# Good fonts for handouts (letters, books etc.)?



## nyenyec (Jun 30, 2009)

Almost every other session I have some sort of written handout: letters or journal entries from NPCs, pages from books describing legends etc.

Can you suggest any good fonts to use for printing these?
(Preferably free.)

I started using Zapfino which is beautiful, but I'd like to have something that looks older.


----------



## Kez Darksun (Jun 30, 2009)

Not sure if these are anything you've looked at before, but just looking through the fonts in Word 2007, I came across these three fonts.


----------



## Storn (Jun 30, 2009)

Try blambot... they have some very nice free fonts, very fantasy oriented.  

Blambot Comic Fonts and Lettering


----------



## sjmiller (Jun 30, 2009)

Let's see, BD Merced is a great font to use for gaming handouts. Blackadder ITC works good too for a fancier handwritten looking font. Chaucer is also a good handwriting font. Cloister Black for that Old English writing look. KellyAnnGothic can be a bit much, but can work for some forms of fairy or other fancy script. Finally, I occasionally use Thalia, but only on things where I want a nice headline.
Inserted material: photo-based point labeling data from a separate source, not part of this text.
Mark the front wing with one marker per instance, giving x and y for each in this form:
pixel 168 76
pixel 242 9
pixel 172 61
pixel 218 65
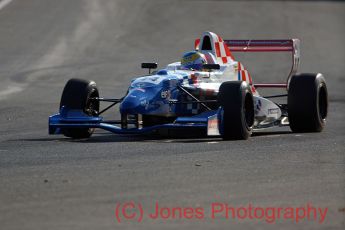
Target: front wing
pixel 67 118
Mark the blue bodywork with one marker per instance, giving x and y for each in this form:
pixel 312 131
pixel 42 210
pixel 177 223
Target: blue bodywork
pixel 147 95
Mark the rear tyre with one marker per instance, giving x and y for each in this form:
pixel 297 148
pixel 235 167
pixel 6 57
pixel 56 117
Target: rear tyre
pixel 76 95
pixel 307 102
pixel 236 99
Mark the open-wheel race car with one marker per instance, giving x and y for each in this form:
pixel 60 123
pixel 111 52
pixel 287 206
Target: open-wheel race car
pixel 207 90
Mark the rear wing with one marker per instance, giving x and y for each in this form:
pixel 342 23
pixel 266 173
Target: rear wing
pixel 281 45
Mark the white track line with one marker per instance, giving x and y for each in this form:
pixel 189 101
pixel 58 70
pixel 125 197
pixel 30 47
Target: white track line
pixel 4 3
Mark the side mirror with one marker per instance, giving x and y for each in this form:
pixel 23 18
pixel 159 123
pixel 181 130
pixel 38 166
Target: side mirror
pixel 149 65
pixel 211 67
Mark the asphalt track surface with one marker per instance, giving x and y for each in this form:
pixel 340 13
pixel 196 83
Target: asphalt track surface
pixel 51 182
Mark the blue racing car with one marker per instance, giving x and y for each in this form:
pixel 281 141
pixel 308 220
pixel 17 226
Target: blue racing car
pixel 207 90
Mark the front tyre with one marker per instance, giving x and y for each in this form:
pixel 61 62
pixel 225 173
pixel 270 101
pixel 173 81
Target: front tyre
pixel 77 94
pixel 307 102
pixel 236 100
Gee, can you tell I do a bit of desktop publishing?


----------



## Wombat (Jul 1, 2009)

You could also check out these fonts:

Script > Handwritten fonts | dafont.com


----------



## Saracenus (Jul 1, 2009)

Official D&D Fonts Ref:
TSR & WotC Font FAQ

HPL Prop Fonts:
HPLHS Prop Fonts

Dingbat City:
the Dingbat pages

The Scriptorium:
Scriptorium Fonts, Art and Design

Coron's Sources of Font
Coron's Sources of Fonts (1)

Free Fonts:
dafont.com


----------



## Hawke (Jul 2, 2009)

Wow... this thread is awesome. 

I was about to start on a set of mythology "handouts" for my game to deepen the world and explain some things and I was about 2 days from starting a similar thread myself. Already I've got what I need! Thanks! 

I hope this isn't too much of a thread-jack, but anybody have any tips for presenting image handouts to players that look like letters? I've got a generic photoshop page of old parchment I usually write on that does the trick, but I was curious if other methods (i.e. some java/flash page flippy-eyecandy) or a repository of some various parchment backgrounds or something. Just trying to change things up so they feel like they have different letters and not just another-dm-background-with-cool-new-font.


----------



## Hereticus (Jul 2, 2009)

nyenyec said:


> Good fonts for handouts (letters, books etc.)?




The best font ever... *NOSFER*


----------



## TheAuldGrump (Jul 2, 2009)

Lord Kyl's site is currently changing hosts, but has some very good fonts and clipart. One of my favorites from his site is Vatican Rough Letters 8th Century (used here in a motivational poster)-






The Auld Grump


----------



## FriarRosing (Jul 2, 2009)

sjmiller said:


> Blackadder ITC works good too for a fancier handwritten looking font.




I see Blackadder everywhere. I used it once for a handout, and the commas all blended in with the bottoms of the letters, making it look like I was crappy at writing. It was a sad day.


----------



## Hand of Evil (Jul 2, 2009)

Some I like: 

Amienne
Brush Script MT
Boopee
Edwardian Script ITC
Vivaldi
Pristina


----------



## Aus_Snow (Jul 2, 2009)

I'm quite liking MagicMedieval, lately. But I have so many fonts, and that's just the first one I can recall the name of. That I've used, and had success with, I mean.


----------



## Silverblade The Ench (Jul 2, 2009)

Well here's a list, yer lucky I'm on my art PC which has about 1300 fonts 
Lot of these maybe old and not around any more as I've been collecting for a long time from sites, magazine discs, some maybe bought, etc.

Black Chancery
Scurlock and Carribean Treasure (piratical)
Sable Lion
Gothic Love Letters (good for githyanki I think!)
Hirosh (japanese like)
Hobbiton Brushhand (hobbit like!)
Ikon Write
Iron Gate (spiky, devillish?)
Justinian (latin)
Khaless Shadow (very odd! scifi?)
Kefka (dabbu!!)
Lashon Tov (hebrew)
Marathon (greek like)
Papyrus (that's Dark Sun font?)
Samarkan (gorgeous font!)
Siddiqua (Arabic)
Stacatto222 (harsh scary)
Strombringer (damn cool)
A Charming Font Superexpanded
Abaddon
Achilles (greek like)
Ambrosia
Arr Matey
Baphomet
Bastarda
BoneFont


For Medieval like:
martel
MaranOrthodox Chruch
Mael
Hours in the Rain
Carolingia
Angerthas
Cry Uncial
Anglo Saxon 8th c
Argor Priht Scaqh
Beowulf1

As for runes:
cthulhu-runes
beth-Luis-Fearn
Agathodaimon
Alchemy
Syriac
Pictish Thebian
Aneirin
Futhark
Runic Alt
ANgerthas
andthe Forgotten realms ones, Thorass, Dethek
and the babylon5 ones, Mimbari and others
Meroitic Demotic


----------